While those are the primary features included in this latest payload, existing features continue to gain refinement, especially in the realm of storage efficiency. Specifically, around logical space consumption reporting, useful for service providers. Also, adaptive compression is now applied when 8KB compression groups (CG) are <50% compressible, allowing CG’s to be compacted together. Databases will see the most benefit here, typical aggregate savings in the 10-15% range. Finally, provided you have provisioned your storage using System Manager’s application provisioning, adaptive compression will be optimized for the database being deployed; Oracle, SQL Server or MongoDB.

That’s all for now, if you want more details come find me at NetApp Insight on the show floor near the Social Media Hub or at my Birds of a Feather session, Monday at 11:15am where myself and other NetApp A-Team members will discuss the Next Generation Data Centre.

NetApp HCI Update

As NetApp continues to make its mark on and help define the Next Generation Data Centre, the need for more node types of their HCI offering has become apparent and they are responding in kind.

First up, staying current by using the latest generation of Intel Skylake processors in the new nodes is a given; as well as offering myriad combinations of both CPU and memory while maintaining interoperability with the current generation of HCI nodes.

First up, are a raft of new compute nodes, some of which are optimized around core count which you can use to satisfy various licensing models.

 

Model # Processor Memory
H410C-14020 2 x Xeon Silver 4110
(8 core @ 2.1GHz)
384 GB
H410C-15020 512 GB
H410C-17020 768 GB
H410C-25020 2 x Xeon Gold 5120
(14 core @ 2.2GHz)
512 GB
H410C-27020 768 GB
H410C-28020 1 TB
H410C-35020 2 x Xeon Gold 5122
(4 core @ 3.6GHz)
512 GB
H410C-37020 768 GB
H410C-57020 2 x Xeon Gold 6138
(20 core @ 2.0GHz)
768 GB
H410C-58020 1 TB

 

Next up, the much-requested GPU accelerated compute nodes have been announced, optimized for Windows 10 VDI deployments.
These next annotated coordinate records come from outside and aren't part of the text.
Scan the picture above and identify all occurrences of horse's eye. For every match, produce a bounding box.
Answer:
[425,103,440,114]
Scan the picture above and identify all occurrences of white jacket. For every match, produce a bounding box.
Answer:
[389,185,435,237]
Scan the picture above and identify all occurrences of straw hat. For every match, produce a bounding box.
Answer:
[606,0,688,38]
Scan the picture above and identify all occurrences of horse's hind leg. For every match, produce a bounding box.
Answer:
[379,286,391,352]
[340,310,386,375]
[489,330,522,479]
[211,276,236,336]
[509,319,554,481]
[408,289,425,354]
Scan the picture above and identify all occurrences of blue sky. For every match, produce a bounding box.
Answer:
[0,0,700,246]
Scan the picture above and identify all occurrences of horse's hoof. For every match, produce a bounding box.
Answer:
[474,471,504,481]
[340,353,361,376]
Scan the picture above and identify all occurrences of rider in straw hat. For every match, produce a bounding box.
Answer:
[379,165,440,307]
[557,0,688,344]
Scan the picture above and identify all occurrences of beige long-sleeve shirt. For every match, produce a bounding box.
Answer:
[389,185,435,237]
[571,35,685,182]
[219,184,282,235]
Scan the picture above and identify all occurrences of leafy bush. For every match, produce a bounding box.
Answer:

This one moves away from the 2 RU chassis with 4 compute nodes and is one 2 RU server in itself consisting of:

  • 2 x NVIDIA Tesla M10 GPUs
  • An Intel Skylake Xeon 6130 (16 cores @ 2.1GHz)
  • 512MB RAM

On to the networking-side of things, your concerns have been heard. NetApp will soon begin offering their H-Series switch, the Mellanox SN2010 to help complete your HCI build-outs. This switch is a paltry 1RU, half-width consisting of 18 SFP+/28 ports with optional cable and transceiver bundles. Support for this switch will be NetApp-direct, so no worries around cross-vendor finger pointing.

Keeping in the network mindset, NetApp is making things simpler by reducing the required network port count and associated infrastructure by 40%. HCI compute nodes now only require two SFP28 connections, down from four, vSphere distributed switch is a requirement.

Tied closely to NetApp’s HCI offering is their Solidfire storage whose latest release, version 11, provides some great new features. Version 11 brings to the table the ability to SnapMirror to ONTAP Cloud, IPv6 management network, 16TB maximum volume size and protection domains. This last feature helps protect your HCI deployments against chassis failure by automatically detecting HCI chassis and node configuration. Solidfire’s double-helix data layout ensures that secondary blocks span domains.

All the above should allow you to build a truly Next Generation Data Centre for your employer or your customers.